What does academic integrity look like in this course?
* **Do your own work**. All individual work that you submit should be completed by you and submitted by you. Do not receive or share completed coursework with students who take the course in another term.
* **Acknowledge others’ ideas**. Scholars build on the work of others, and give credit accordingly. This refers to both outside sources (e.g. from the literature, or AI tools), and inside sources (e.g from your peers).
* **Learn to avoid unintentional plagiarism.** Visit the [Learning Commons’ guide to academic integrity](http://learningcommons.ubc.ca/resource-guides/avoiding-plagiarism/) to help you organize your writing as well as understand how to prevent unintentional plagiarism.
At any time: if you are unsure if a certain type of assistance is authorized, please ask us.
## Privacy
This course requires students to work on github.com. Please be advised that the material and information you put on GitHub will be stored on servers outside of Canada. Data used for these tools may not be protected, as they have not gone through a Privacy Impact Assessment (PIA) and been identified as FIPPA compliant. When you access GitHub, you will be required to create an account. While this tool has a [privacy policy](https://docs.github.com/en/site-policy/privacy-policies/github-privacy-statement), UBC cannot guarantee security of your private details on servers outside of Canada. Please exercise caution whenever providing personal information. Please feel free to contact UBC (<access.and.privacy@ubc.ca>) or the support team for GitHub if you have any questions.

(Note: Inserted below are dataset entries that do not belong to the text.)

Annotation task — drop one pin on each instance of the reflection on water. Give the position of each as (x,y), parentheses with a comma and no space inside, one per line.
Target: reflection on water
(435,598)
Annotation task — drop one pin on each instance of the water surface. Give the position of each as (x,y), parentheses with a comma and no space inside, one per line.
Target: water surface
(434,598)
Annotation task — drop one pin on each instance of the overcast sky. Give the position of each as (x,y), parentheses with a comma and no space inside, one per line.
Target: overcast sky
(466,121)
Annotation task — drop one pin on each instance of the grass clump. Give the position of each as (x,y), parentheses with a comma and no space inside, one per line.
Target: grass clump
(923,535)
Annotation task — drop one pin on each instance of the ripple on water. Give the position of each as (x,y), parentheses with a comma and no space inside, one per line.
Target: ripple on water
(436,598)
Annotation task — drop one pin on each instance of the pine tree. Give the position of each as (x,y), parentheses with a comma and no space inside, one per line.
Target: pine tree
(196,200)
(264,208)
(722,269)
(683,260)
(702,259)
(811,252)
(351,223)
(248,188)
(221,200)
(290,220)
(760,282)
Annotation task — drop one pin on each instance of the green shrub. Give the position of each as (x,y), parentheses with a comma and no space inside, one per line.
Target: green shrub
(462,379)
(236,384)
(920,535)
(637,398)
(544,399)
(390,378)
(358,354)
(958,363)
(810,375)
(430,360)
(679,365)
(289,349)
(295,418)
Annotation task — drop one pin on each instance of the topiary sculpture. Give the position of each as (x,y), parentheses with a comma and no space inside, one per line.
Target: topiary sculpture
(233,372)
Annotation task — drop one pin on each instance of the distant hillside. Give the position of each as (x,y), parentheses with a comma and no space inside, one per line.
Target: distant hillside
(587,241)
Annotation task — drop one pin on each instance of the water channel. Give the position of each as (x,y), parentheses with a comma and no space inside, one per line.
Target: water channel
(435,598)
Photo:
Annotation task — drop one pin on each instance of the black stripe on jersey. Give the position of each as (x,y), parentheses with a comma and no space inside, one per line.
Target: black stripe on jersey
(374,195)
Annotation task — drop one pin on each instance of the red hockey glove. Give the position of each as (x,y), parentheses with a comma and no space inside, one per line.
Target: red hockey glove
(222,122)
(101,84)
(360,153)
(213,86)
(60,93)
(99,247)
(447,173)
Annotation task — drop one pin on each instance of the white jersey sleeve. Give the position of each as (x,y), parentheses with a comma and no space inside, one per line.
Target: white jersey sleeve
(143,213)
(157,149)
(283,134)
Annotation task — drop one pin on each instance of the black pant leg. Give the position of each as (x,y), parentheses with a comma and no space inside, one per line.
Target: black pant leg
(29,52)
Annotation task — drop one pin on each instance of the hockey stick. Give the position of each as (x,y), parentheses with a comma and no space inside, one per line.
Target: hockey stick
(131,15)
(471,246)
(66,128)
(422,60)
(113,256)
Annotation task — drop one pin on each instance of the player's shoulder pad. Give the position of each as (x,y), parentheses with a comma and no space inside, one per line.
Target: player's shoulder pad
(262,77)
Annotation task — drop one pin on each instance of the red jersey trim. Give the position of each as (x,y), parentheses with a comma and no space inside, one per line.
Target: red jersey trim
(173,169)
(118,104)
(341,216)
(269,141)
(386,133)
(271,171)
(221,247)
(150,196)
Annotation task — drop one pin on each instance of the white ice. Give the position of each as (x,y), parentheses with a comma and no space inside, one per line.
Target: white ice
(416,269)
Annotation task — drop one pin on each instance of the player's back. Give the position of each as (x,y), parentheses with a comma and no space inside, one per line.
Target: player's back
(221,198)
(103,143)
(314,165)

## Learning Environment & Support
We strive to provide a learning environment where all students can succeed. Please join me in contributing to a classroom culture where everyone feels valued. If you encounter an issue that presents a barrier to your learning, please reach out to us. You can also contact the Ombudsperson for help: https://ombudsoffice.ubc.ca. If you have a documented disability that affects your learning, you may contact the UBC Centre for Acessibility: https://students.ubc.ca/about-student-services/centre-for-accessibility, and contact us as soon as possible if you think you may require accommodation options for course work. Use of class time
Discussions during our scheduled class time are intended to relate to the learning outcomes for the course.
Your mental health and wellbeing impacts your academic performance. Sometimes it is possible to manage challenges on your own, while other times you may need support. UBC is committed to providing student mental health and wellbeing resources, strategies, and services that help you achieve your goals. Visit https://students.ubc.ca/health for more information.
## Health and Safety in the Classroom
Please follow the current [UBC Communicable Disease Prevention Guidelines](https://srs.ubc.ca/health-safety/safety-programs/communicable-disease-prevention-framework/) regarding self-monitoring, and staying home if you are sick. Although masks are no longer required on campus, please respect the choices of your fellow students and the instructional team who may continue to wear masks.
## Extreme Environmental Conditions Contingency Plan
In-person, on campus activities may need to be cancelled due to issues such as weather conditions (e.g., snow). The most up-to-date information about cancellations will be posted on [ubc.ca](https://www.ubc.ca/). Please check [ubc.ca](https://www.ubc.ca/) often during times when an extreme weather event could disrupt our course activities. Here is what you can expect in the event an in-person lecture or lab session is cancelled:
Depending on the nature of the planned in-class activities, class may take place over Zoom (in this case, Zoom link will be posted on Canvas), or an alternate activity may be posted on Canvas for you to complete before the next scheduled class. We will communicate via Canvas to announce the specifics for each case that arises as soon as we can.